Team Dominance In F1 Isn’t As Uncommon As You Think – WTF1

Team Dominance In F1 Isn’t As Uncommon As You Think

We’re only two races in, but one huge talking point since the season opener in Bahrain has been taking over the motorsport world. Is Red Bull’s dominance ruining Formula 1? Before you decide, we should consider that team or driver dominance in F1 isn’t as unusual as you may think. 

If you’d had enough of seeing Max Verstappen and Sergio Perez on the podium in 2022, then you’d best buckle in because we’ve got a feeling that this season we’re about to see a whole new level of Red Bull supremacy.

It’s no secret that the RB19 is ridiculously quick, just like its predecessor. Although for some, it may feel like it’s getting a bit boring seeing the same ol’ drivers winning every single race, it’s actually quite a common theme throughout F1’s history.

In this list, we’ve singled out four other seasons where teams (or drivers) were particularly dominant.

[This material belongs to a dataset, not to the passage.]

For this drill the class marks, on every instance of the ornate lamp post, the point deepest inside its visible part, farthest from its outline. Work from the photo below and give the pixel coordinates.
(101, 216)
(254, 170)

To be honest, we could’ve included 2000, 2001, 2002 and probably even 2003, too, if we’re going to talk about Ferrari. Michael Schumacher’s world championship era was truly spectacular, but there was just something special about his final one in 2004. He took 12 wins in the first 13 races and clinched the title with four to spare. Insane 🤯

The team had impenetrable reliability and pace, to a degree that’s rarely been matched since. With expected rivals McLaren and Williams not providing the fight, it was a walk in the park for Ferrari with a win total of 15 out of the 18 races that season.


One of our favourite F1 seasons, the Hamilton-Rosberg rivalry really reached its peak in their fourth and final season together as teammates. And the car they had beneath them? Wow. It would be effortless to talk about almost any of the years between 2014-20, especially when you consider Lewis Hamilton won six of his seven titles in that time.

But the W07 sticks out for us as the equal playing field between Lewis and Nico meant they brought home 19 wins from 21 races that season. One of the races they didn’t win was ruined by them crashing into each other on the opening lap in Spain (remember that one?). Oh, the drama.

Ahhh, those were the days.


Sebastian Vettel and Red Bull had already taken three consecutive drivers’ and constructors’ titles before 2013. Although he came close to missing out on the title in both 2010 and 2012, his 2013 season will go down as one of the most dominant.

He won the final nine races of the season (which is still the unbroken consecutive win record), taking his tally to 13 out of 19. Still, in F1 consistency is key, and he finished on the podium another three times on top of that.

His 2011 season featured similar levels of dominance, as he won 11 out of 19 races. We miss Seb 🥺


Of course, the examples so far have all been in the 2000s or 2010s, so what about beforehand? F1 has been around since 1950, and believe us when we say: dominance has long been a thing.

In 1988, the speed and success of the McLaren MP4/4 was a thing of beauty. And oh, what a line-up they had too: Ayrton Senna and Alain Prost. Did Senna become the number two driver? Nope – despite Prost being a two-time world champion, the pair battled it out all season for the world championship.

Between them, they won 15 out of 16 races that season.

Just like with every one of these eras, dominance does eventually end. How? Well, the cycle usually starts with a big regulation overhaul, which results in one team building a very strong package. As the rules remain stable over time and other teams attempt to catch up, the grid very slowly comes back together. Ish.

But then – as happened in 2022 – we get new regulations, and the previously dominant team fail to interpret the new rules as well as another team. We get a new leader, and the cycle goes again.

So, which team will be next to get it right?